When Mayor Jos Mitchell rose to move her Mayoral Minute this morning calling for yet another audit – this time into the Heinemann Road Regional Sport and Recreation Precinct, she may have expected to be applauded for promoting transparency.
Instead, she faced a bruising two-hour cross-examination more akin to a courtroom that exposed a worrying lack of preparation — and raised more serious questions about judgment and process at the top of Redland City Council.
The Heinemann Road project has been controversial enough without another layer of bureaucratic churn.
First approved in 2017, the $100 million precinct has endured years of reviews, contract delays, and environmental hurdles.
Yet, despite this long history, the mayor sought to commission a fresh “internal audit” — ignoring the fact that one was already completed by BDO last year.
That report was presented to Council’s Audit Committee, where Mayor Mitchell herself sits.
It was noted in a previous General Meeting, accepted, and the findings are on the record.
So why call for another review now — and at what cost to ratepayers?
The mayor could not say. All she could repeat was the line: “I am not an auditor”.
Under extensive questioning from Deputy Mayor Julie Talty and several councillors, she would not name the relevant officer she spoke too, noting Council’s own internal auditor is currently on leave.
Nor, it appeared, had she spoken to General Manager of Organisational Services Amanda Pafumi who told the meeting any audit would likely need to be outsourced – at additional cost – due to constraints on officer time.
It quickly became apparent that no costings had been obtained and no resourcing implications discussed, even though the Mayor confidently claimed the audit could be completed in anywhere from three to 20 days.
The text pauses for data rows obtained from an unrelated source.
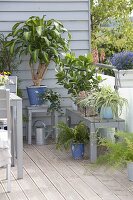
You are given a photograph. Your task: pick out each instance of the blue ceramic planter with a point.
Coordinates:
(77, 151)
(34, 94)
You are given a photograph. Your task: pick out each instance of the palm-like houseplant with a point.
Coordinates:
(72, 137)
(123, 63)
(106, 101)
(42, 40)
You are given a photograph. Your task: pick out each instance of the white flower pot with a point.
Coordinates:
(130, 171)
(124, 78)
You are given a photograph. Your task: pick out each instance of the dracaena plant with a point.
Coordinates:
(43, 40)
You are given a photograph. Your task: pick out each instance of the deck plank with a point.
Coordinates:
(53, 175)
(17, 192)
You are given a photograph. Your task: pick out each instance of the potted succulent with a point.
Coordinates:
(73, 137)
(106, 101)
(123, 63)
(43, 41)
(118, 153)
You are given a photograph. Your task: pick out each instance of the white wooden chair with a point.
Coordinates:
(12, 85)
(5, 135)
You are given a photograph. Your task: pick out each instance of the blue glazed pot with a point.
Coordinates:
(106, 113)
(34, 94)
(77, 150)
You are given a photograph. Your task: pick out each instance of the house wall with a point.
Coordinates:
(74, 14)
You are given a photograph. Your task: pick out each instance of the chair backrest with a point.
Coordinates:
(5, 107)
(12, 84)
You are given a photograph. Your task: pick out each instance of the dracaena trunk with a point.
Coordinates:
(37, 75)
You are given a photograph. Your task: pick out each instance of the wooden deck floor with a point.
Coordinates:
(53, 175)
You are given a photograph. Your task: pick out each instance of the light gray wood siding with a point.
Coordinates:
(74, 14)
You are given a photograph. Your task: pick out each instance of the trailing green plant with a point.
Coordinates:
(78, 74)
(54, 99)
(117, 153)
(105, 97)
(43, 40)
(67, 135)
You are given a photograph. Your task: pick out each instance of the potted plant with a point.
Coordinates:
(123, 63)
(53, 99)
(78, 74)
(106, 101)
(118, 153)
(43, 41)
(72, 137)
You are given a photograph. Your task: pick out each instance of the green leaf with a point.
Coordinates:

The mayor’s hasty call for an adjournment in the middle of the heated exchange only highlighted how undercooked the proposal really was.
Worse, the timing of this latest Mayoral Minute raised eyebrows.
Cr Talty’s August resolution directs officers to revert to the original Heinemann master plan — the one the community was told to expect — and submit it for environmental approval by February 20.
Coincidentally, that was the very date by which Mayor Mitchell wanted her new audit completed.
The overlap was too neat to ignore.
The optics suggest the audit motion may have been less about transparency and more about delay.
Councillors were right to reject the motion 7–4.
An audit is not a political plaything.
It is a formal accountability mechanism, guided by clear internal processes and professional oversight — not something to be announced on the eve of a meeting without prior consultation or costing.
Redland ratepayers deserve a council that respects governance, not one that weaponises it.
Transparency is not achieved by endless reviews; it is achieved by competent leadership, sound process, and a commitment to deliver on promises already made to the community.
After eight years and millions in planning, it’s time to get the Heinemann Road precinct built or admit defeat and sell the land — not bury it under another pile of paperwork.